Take frequent, short breaks. Though we live in a time when people glorify “the hustle,” research shows that it’s not always the most productive way to work. And it’s definitely not the best way to inspire creativity. So, if you really want to turn it up a notch, embrace breaks. Even five minutes away from work can improve your memory, productivity, concentration, focus, and creativity. Whether you work from home or the office, find a minute to take a breather.
Give a moment to mindfulness. Mindfulness practices such as deep breathing and meditation works wonders for creativity. Open form meditation - where you sit still and allow your thoughts to flow freely - especially helps with generating new ideas. This may be the hardest form of meditation to practice, because there’s nothing in particular to focus on. But when I can manage to allow my thoughts to roam freely, I find myself making room for fresh ideas and inspiration.
If you’re into natural foods and teas
Have an avocado or a handful of walnuts each day. Beyond simply budgeting time for proper nutrition, eating foods that are high in essential fatty acids can be a big boost. Because the brain is made up of about 60% fat, essential fats play a key role in proper brain function. Ever since learning this while studying for my holistic health coaching certification, I’ve been a huge healthy fat advocate (and consumer). These days, if I don’t have healthy fats in my diet, I’ll notice a foggy feeling. If you’re not a fan of avocados or walnuts, you can try chia seeds, hemp seeds, olive oil, or coconut oil.
Drink Matcha tea. Matcha tea is totally queen when it comes to improving brain function and relaxing the mind. Matcha’s naturally occurring amino acid L-Theanine can reduce stress and anxiety while improving cognition and mood. For those reasons alone, it’s part of my daily self-care routine. Need a recipe? I’ve got you covered with a few delicious Matcha recipes.
If you’re on your lunch hour
Take a walk. People from Steve Jobs to Mark Zuckerberg have conducted meetings on foot, and for good reason. It turns out that creative thinking improves while a person walks. Try a short walk after lunch the next time you’re in need of a creativity boost.

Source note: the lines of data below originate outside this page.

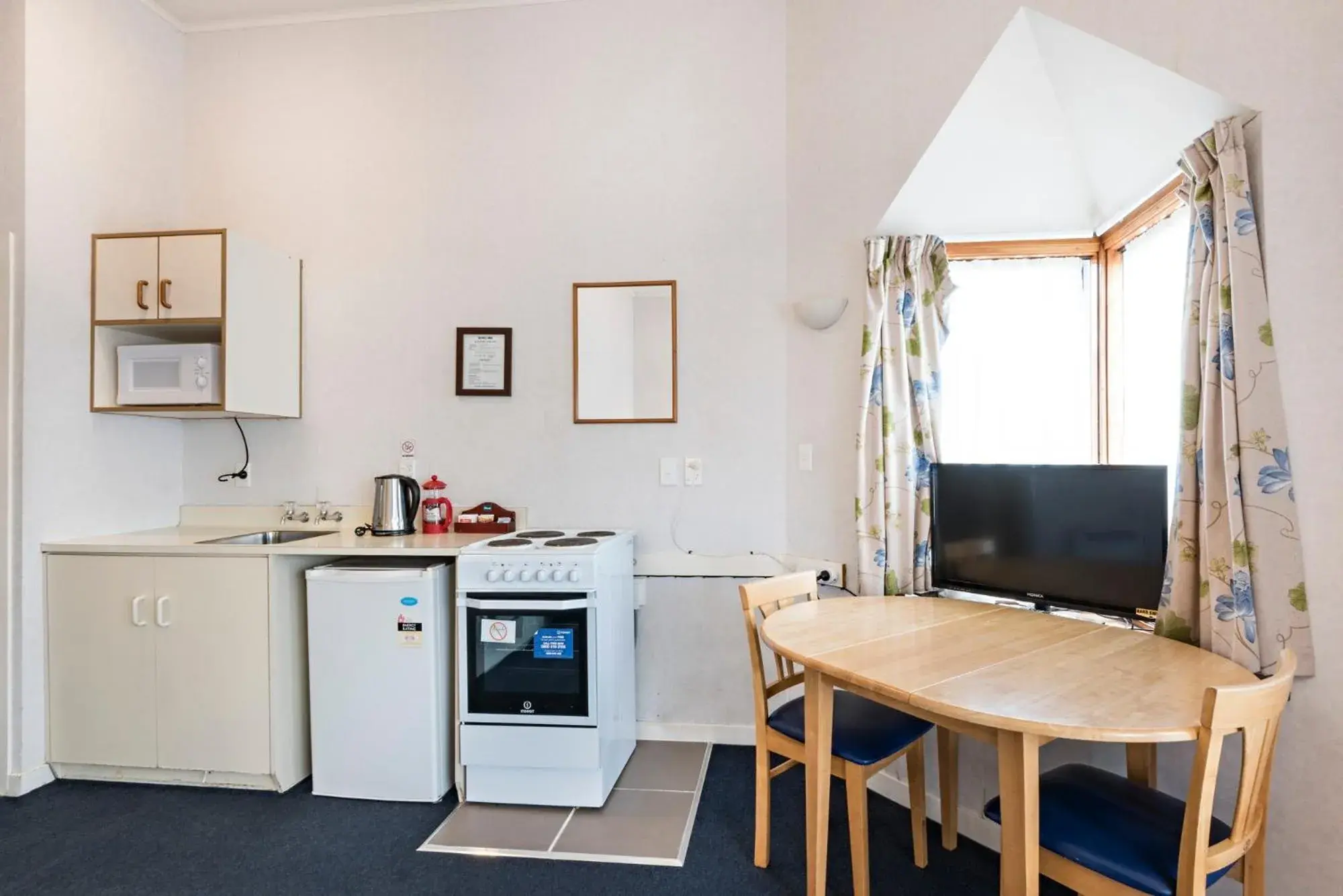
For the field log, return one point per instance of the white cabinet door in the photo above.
(213, 620)
(126, 278)
(191, 277)
(101, 660)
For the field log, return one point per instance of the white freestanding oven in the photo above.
(546, 666)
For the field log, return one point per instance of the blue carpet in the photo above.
(92, 839)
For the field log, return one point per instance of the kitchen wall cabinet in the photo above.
(186, 670)
(201, 286)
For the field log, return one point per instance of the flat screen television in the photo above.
(1079, 537)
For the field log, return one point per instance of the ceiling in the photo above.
(1059, 134)
(220, 15)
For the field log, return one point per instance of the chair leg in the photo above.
(762, 807)
(918, 801)
(1254, 867)
(856, 789)
(949, 785)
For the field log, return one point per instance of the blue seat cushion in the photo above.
(864, 732)
(1114, 827)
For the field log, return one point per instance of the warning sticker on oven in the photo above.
(409, 634)
(499, 631)
(554, 644)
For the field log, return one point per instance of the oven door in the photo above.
(527, 658)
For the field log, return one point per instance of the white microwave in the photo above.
(169, 375)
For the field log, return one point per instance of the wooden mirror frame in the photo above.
(675, 357)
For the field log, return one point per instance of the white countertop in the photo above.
(206, 524)
(186, 540)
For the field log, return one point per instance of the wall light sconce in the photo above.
(820, 314)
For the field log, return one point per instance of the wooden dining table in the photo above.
(1012, 678)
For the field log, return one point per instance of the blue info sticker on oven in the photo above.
(553, 644)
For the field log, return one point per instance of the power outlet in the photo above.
(829, 573)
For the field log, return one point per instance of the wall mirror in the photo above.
(625, 352)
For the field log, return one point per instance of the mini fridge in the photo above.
(379, 642)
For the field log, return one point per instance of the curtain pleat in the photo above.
(1235, 581)
(898, 438)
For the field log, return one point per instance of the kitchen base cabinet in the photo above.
(100, 658)
(213, 663)
(178, 670)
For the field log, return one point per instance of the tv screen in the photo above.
(1083, 537)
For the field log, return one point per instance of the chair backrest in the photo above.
(770, 596)
(1255, 710)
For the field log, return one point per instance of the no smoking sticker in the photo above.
(499, 631)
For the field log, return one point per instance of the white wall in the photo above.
(870, 85)
(464, 169)
(104, 140)
(11, 293)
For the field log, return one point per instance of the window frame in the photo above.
(1106, 254)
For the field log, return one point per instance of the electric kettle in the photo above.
(396, 505)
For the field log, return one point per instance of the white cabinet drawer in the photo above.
(530, 748)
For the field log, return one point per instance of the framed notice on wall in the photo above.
(485, 361)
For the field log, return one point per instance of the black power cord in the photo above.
(242, 471)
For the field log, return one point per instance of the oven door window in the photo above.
(528, 662)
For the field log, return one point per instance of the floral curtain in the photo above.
(898, 438)
(1234, 577)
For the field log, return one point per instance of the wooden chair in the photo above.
(868, 736)
(1105, 835)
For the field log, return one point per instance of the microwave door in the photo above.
(156, 380)
(167, 375)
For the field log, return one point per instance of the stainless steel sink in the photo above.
(273, 537)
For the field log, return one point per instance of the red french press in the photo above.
(437, 510)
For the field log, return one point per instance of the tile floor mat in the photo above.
(647, 820)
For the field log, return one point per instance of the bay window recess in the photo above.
(1070, 350)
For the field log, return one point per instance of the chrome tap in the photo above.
(327, 515)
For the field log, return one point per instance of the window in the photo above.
(1070, 350)
(1017, 370)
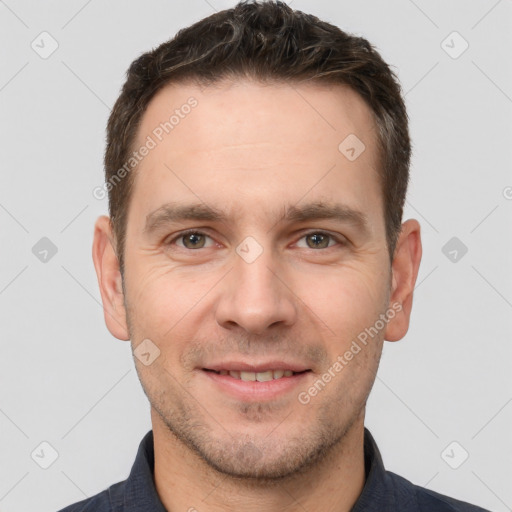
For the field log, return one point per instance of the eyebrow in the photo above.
(177, 212)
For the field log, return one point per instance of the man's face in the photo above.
(272, 285)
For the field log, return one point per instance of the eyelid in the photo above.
(341, 240)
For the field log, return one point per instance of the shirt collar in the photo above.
(140, 492)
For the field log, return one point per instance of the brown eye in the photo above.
(193, 240)
(318, 240)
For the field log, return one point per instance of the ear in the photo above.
(106, 264)
(406, 263)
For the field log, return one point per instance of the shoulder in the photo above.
(427, 500)
(109, 500)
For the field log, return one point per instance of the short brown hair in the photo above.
(267, 41)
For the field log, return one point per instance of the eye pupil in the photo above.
(318, 239)
(194, 239)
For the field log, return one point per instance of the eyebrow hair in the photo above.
(176, 212)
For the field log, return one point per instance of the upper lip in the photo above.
(260, 367)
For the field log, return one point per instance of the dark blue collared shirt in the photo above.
(384, 491)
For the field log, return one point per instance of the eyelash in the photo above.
(198, 232)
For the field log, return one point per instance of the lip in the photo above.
(254, 391)
(260, 367)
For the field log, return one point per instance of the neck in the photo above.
(185, 482)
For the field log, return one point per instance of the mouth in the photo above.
(249, 385)
(261, 376)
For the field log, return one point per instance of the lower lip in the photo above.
(254, 390)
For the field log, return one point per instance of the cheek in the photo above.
(162, 298)
(344, 302)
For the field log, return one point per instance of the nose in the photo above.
(255, 296)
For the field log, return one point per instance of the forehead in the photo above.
(248, 142)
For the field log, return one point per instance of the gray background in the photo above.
(65, 380)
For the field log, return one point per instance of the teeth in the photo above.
(264, 376)
(257, 376)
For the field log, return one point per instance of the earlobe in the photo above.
(405, 268)
(106, 264)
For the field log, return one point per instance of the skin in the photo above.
(250, 150)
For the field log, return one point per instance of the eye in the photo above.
(320, 240)
(191, 240)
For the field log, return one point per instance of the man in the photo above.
(257, 166)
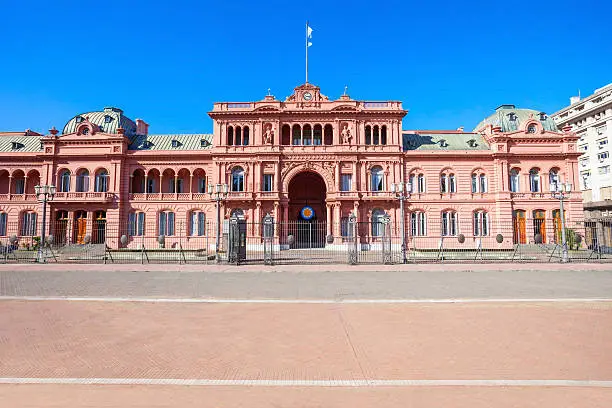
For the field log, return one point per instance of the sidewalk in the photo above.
(223, 267)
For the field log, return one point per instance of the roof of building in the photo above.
(417, 140)
(18, 142)
(171, 142)
(109, 120)
(509, 118)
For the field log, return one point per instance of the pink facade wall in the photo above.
(129, 171)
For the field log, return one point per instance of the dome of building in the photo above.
(510, 119)
(109, 120)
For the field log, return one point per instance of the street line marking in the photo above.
(311, 383)
(304, 301)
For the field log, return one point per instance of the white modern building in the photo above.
(591, 119)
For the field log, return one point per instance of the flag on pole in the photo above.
(308, 34)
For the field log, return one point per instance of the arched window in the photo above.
(166, 223)
(377, 178)
(230, 135)
(238, 136)
(553, 177)
(28, 223)
(449, 223)
(136, 223)
(481, 223)
(421, 183)
(307, 135)
(82, 181)
(479, 183)
(448, 183)
(317, 135)
(515, 185)
(245, 136)
(483, 183)
(377, 222)
(101, 184)
(197, 223)
(238, 179)
(3, 218)
(376, 135)
(237, 213)
(297, 135)
(286, 135)
(534, 180)
(328, 135)
(64, 182)
(368, 134)
(418, 224)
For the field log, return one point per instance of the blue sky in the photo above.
(451, 63)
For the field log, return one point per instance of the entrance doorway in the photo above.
(539, 224)
(61, 227)
(307, 210)
(99, 227)
(520, 236)
(80, 226)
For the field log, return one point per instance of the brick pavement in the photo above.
(80, 396)
(310, 282)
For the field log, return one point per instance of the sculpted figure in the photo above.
(346, 135)
(268, 135)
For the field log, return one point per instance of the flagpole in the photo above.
(306, 51)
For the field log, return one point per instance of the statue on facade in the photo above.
(346, 135)
(268, 135)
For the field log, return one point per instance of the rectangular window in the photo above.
(136, 224)
(443, 182)
(586, 179)
(268, 182)
(101, 183)
(483, 183)
(346, 182)
(28, 224)
(19, 186)
(345, 227)
(418, 227)
(601, 129)
(602, 143)
(3, 224)
(166, 223)
(197, 223)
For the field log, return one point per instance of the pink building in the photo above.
(332, 157)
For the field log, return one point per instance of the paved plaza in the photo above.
(458, 336)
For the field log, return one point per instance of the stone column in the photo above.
(329, 220)
(336, 220)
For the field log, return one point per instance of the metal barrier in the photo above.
(311, 242)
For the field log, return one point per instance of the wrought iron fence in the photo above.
(299, 242)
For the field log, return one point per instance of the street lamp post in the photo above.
(560, 191)
(44, 193)
(402, 192)
(218, 192)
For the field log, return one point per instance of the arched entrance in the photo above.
(307, 210)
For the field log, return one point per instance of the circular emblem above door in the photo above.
(307, 213)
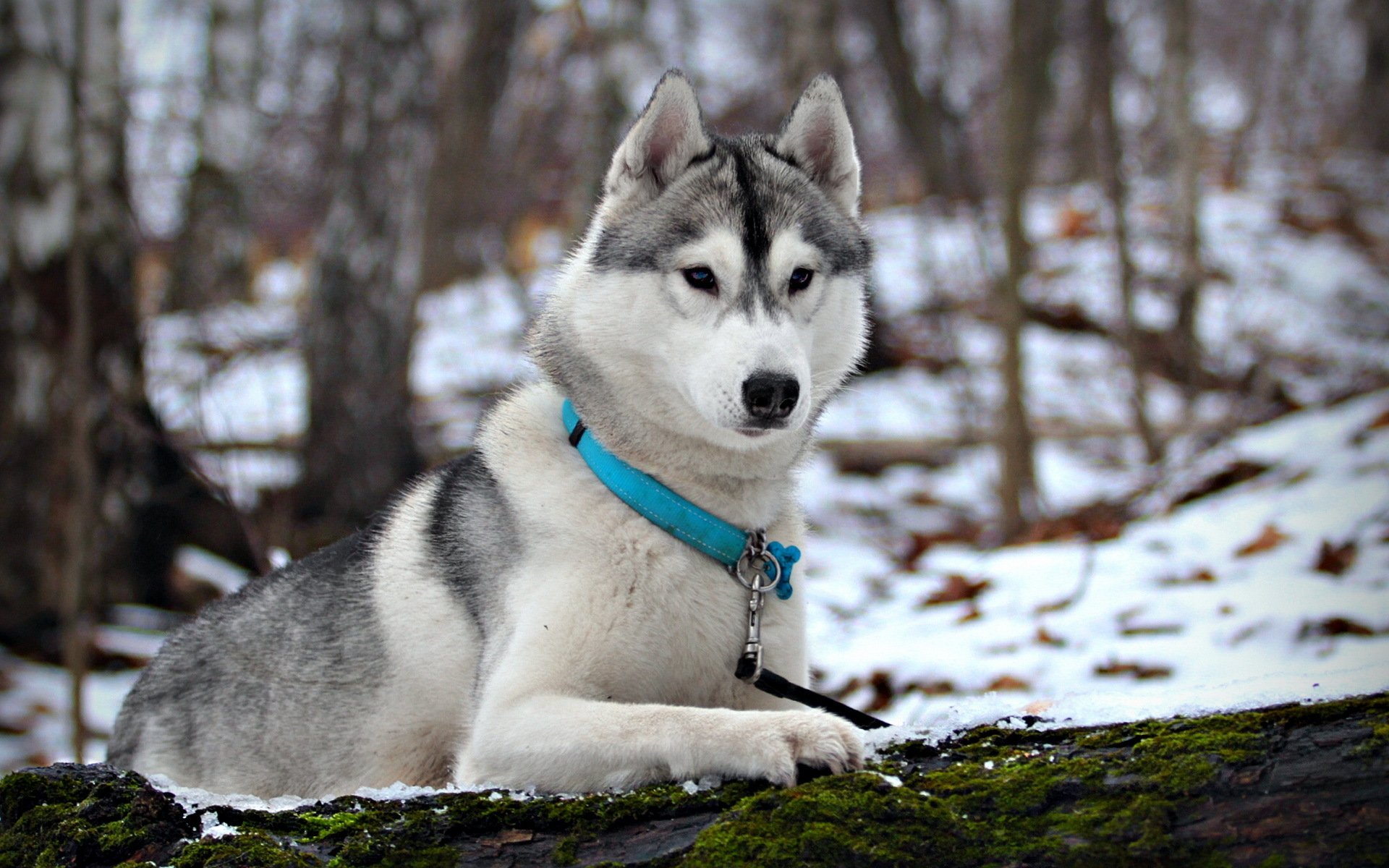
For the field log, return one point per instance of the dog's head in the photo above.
(720, 291)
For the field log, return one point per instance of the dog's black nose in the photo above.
(770, 396)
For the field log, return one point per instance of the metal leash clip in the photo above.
(757, 570)
(750, 664)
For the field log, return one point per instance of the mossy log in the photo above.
(1292, 785)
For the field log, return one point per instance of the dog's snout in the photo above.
(770, 396)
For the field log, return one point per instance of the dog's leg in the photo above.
(570, 745)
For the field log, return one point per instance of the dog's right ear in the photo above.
(660, 146)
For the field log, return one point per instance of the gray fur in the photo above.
(409, 652)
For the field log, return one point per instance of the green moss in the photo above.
(992, 796)
(851, 820)
(566, 851)
(243, 851)
(85, 818)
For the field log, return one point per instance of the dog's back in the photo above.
(295, 684)
(509, 620)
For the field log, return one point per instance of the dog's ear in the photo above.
(663, 142)
(818, 138)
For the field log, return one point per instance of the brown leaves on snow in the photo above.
(1335, 558)
(1132, 670)
(1337, 626)
(957, 590)
(1268, 538)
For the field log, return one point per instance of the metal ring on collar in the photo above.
(762, 579)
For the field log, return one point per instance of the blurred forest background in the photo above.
(263, 260)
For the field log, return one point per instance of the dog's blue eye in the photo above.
(700, 278)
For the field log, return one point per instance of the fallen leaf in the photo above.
(1335, 558)
(1150, 629)
(1267, 539)
(1043, 637)
(970, 614)
(957, 588)
(1335, 626)
(1231, 475)
(883, 692)
(1007, 682)
(507, 836)
(1074, 223)
(1200, 576)
(1135, 670)
(1097, 521)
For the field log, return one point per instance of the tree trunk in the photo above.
(210, 255)
(464, 182)
(931, 131)
(1374, 106)
(92, 498)
(810, 43)
(362, 317)
(1185, 195)
(1296, 785)
(1024, 95)
(1109, 155)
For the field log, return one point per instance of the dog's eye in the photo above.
(700, 278)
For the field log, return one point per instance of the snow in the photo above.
(1248, 635)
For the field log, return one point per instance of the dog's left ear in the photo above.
(818, 138)
(661, 143)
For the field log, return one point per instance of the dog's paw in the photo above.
(813, 741)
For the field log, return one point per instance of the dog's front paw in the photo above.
(812, 739)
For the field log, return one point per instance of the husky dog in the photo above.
(507, 620)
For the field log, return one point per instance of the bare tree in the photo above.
(1109, 152)
(1025, 89)
(464, 176)
(92, 498)
(362, 315)
(1185, 193)
(1374, 87)
(210, 260)
(933, 132)
(809, 33)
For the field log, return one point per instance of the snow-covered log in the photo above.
(1292, 785)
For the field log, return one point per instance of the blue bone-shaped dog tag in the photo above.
(785, 557)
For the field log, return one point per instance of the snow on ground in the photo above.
(1215, 603)
(1165, 618)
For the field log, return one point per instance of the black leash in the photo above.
(774, 684)
(767, 566)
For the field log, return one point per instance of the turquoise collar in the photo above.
(757, 564)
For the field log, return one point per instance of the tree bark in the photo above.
(933, 132)
(362, 317)
(1374, 106)
(210, 261)
(93, 501)
(810, 43)
(464, 178)
(1110, 160)
(1024, 95)
(1185, 193)
(1294, 785)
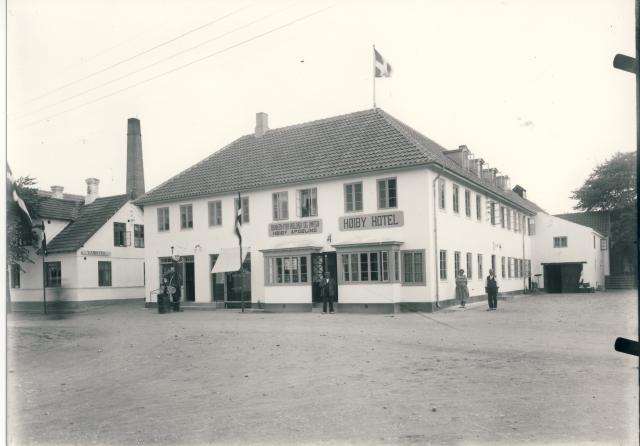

Write a list of 100. Writing a list of 100 is a technique where you state a question or issue at the top of a piece of paper, then create a list of 100 answers or solutions. This process engages your subconscious and helps ideas flow.
Now give it a try! Use these methods or come up with your own and find what works for your routine. As you do, keep one thing in mind: Giving your body and brain the rest it needs won’t only benefit your creative pursuits - it’ll help you thrive, too.